Ce qu'un samouraï d'antan achèterait aujourd'hui !


La Lame du Katana


Les différentes structures de la lame du katana

Il existe une multitude de combinaisons possible dans la création / forge de la lame d'un katana. Il est ainsi possible jouer sur les "nuances" de l'acier, c'est à dire sélectionner et assembler des éléments d'acier tendre ou dur pour donner certaines propriétés mécaniques à la lame.

Le forgeron recherchera généralement à pouvoir donner le tranchant le plus dur possible (pour l'aiguisage le plus fin et le pouvoir de pénétration le plus important) tout en offrant une certaine souplesse à la lame (pour mieux encaisser le choc d'une coupe, d'un sabre, ou d'une erreur de coupe).

On parle ainsi de lame en acier monobloc (maru) lorsque la lame a une seule nuance d'acier, et d'acier composite lorsque la lame comprend plusieurs nuances d'acier.



les différentes structures de la lame du katana

Malgré de nombreuses combinaisons possibles, les plus répandues et utilisé es (pour des raisons de coût et de réalisation) sont les lames maru et kobuse.

Lors de la trempe d'une lame kobuse, la soudure peut sauter la soudure près d'une fois sur deux  (même pour un forgeron expérimenté). Quand à la technique soshu kitae (attribuée à Muramase), elle appartient plutôt à la légende qu'à la réalité. Ceux qui prétendront vendre une lame de katana moderne de type soshu kitae sont soit des idiots soit des escrocs !


 

 La qualité de la lame ?

Il est erroné de juger de la qualité d'un katana d'après sa seule structure et / ou sa ligne de trempe (hamon). La qualité d'un acier dépend surtout de son travail et de la technique de forge employée. Par exemple pour apprécier la valeur d'un katana il faut également s'attacher à des aspects tels que le grain de l'acier, le revenu, le recuit, l'origine du minerai ou de l'acier (haut ou bas fourneau), la technique de trempe (température de trempe, trempe à l'huile, à l'eau, au goop...), l'utilisation de borax ou non, le corroyage etc... la liste est longue... !

Un certain forgeron français en action

Plus encore nous sommes habitués à connaitre et quantifier exactement le pourcentage de carbone dans une lame (exemple une lame en acier 1060 correspond à 0,60% de carbone). Il faut cependant savoir que dans le processus de forge ancien utilisé au Japon (bas fourneau, type tatara), le forgeron sélectionne à vue d'œil sur une loupe* de plusieurs kilos d'acier des petits morceaux selon leur carburation apparente (et en triant entre la fonte, l'acier et le fer). C'est à dire qu'il apprécie le taux de carbone de son acier selon sa propre perception et son expérience.
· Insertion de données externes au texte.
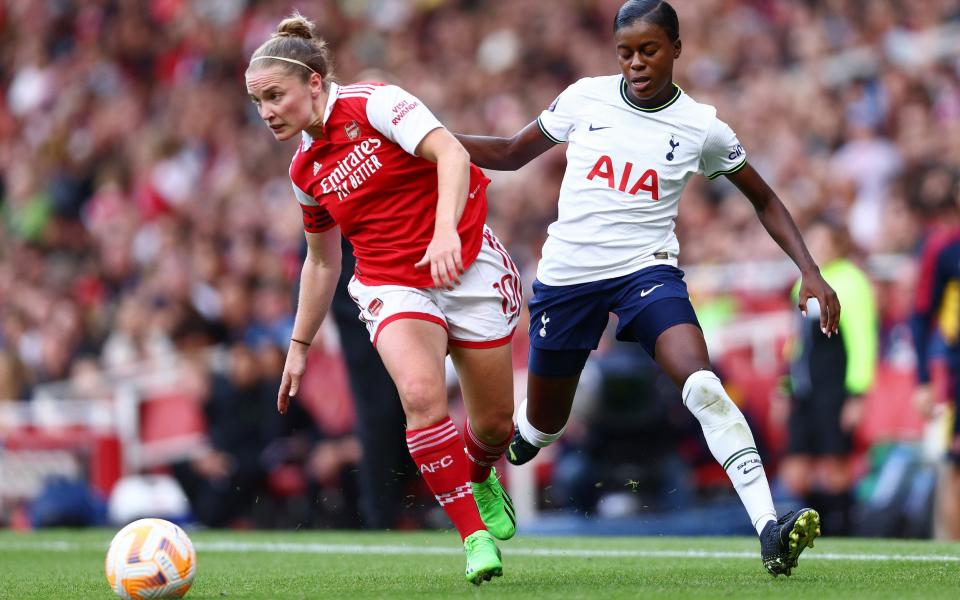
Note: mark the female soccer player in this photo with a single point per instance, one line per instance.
(633, 141)
(374, 165)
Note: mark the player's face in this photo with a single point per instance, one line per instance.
(285, 103)
(646, 58)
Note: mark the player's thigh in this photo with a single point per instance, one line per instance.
(682, 351)
(483, 310)
(550, 400)
(486, 379)
(413, 352)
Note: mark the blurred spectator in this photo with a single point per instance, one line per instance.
(829, 376)
(385, 468)
(223, 482)
(138, 188)
(938, 303)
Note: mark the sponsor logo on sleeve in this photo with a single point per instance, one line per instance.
(352, 130)
(402, 109)
(673, 146)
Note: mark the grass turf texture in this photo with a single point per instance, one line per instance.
(273, 565)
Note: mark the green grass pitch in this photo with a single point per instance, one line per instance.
(274, 565)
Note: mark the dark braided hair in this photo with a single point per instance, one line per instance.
(658, 12)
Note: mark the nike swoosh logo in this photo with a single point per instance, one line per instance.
(645, 293)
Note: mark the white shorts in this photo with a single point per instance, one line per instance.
(481, 312)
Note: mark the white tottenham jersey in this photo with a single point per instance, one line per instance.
(626, 169)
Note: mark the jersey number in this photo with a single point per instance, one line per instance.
(647, 182)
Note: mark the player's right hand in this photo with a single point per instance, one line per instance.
(293, 370)
(812, 285)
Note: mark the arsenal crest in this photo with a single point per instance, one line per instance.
(352, 130)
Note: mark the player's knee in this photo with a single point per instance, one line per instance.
(704, 396)
(494, 426)
(423, 397)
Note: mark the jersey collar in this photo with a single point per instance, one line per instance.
(635, 106)
(332, 95)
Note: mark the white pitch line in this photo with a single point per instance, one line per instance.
(314, 548)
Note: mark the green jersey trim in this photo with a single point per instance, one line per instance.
(728, 171)
(544, 131)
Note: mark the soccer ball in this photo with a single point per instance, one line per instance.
(150, 558)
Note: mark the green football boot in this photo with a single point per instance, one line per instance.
(496, 507)
(783, 540)
(483, 557)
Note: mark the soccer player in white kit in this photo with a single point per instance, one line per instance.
(376, 166)
(633, 141)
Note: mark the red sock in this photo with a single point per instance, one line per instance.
(438, 452)
(482, 455)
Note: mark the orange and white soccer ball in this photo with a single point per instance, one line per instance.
(151, 558)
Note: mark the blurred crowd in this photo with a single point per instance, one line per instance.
(146, 211)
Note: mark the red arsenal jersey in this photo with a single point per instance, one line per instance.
(363, 176)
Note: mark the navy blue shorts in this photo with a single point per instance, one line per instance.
(573, 317)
Le forgeron peut réduire et affiner ce taux de carbone en l'évacuant par des procédés de forge. On est loin de nos habitudes de quantification exacte.

 
Le composite à tout prix ?

Faut-il à tout prix vouloir d'une lame en acier composite ? Nous avons vu que cet aspect de la lame n'est pas le seul gage de qualité du katana. Les samouraïs avaient pour beaucoup (finance oblige) des lames de type maru. De la même manière qu'une lame pouvait très bien se tordre ou encore se briser sur le champs de bataille, rien de très dramatique ( Si le samouraï se sortait de cette mauvaise passe, évidement ).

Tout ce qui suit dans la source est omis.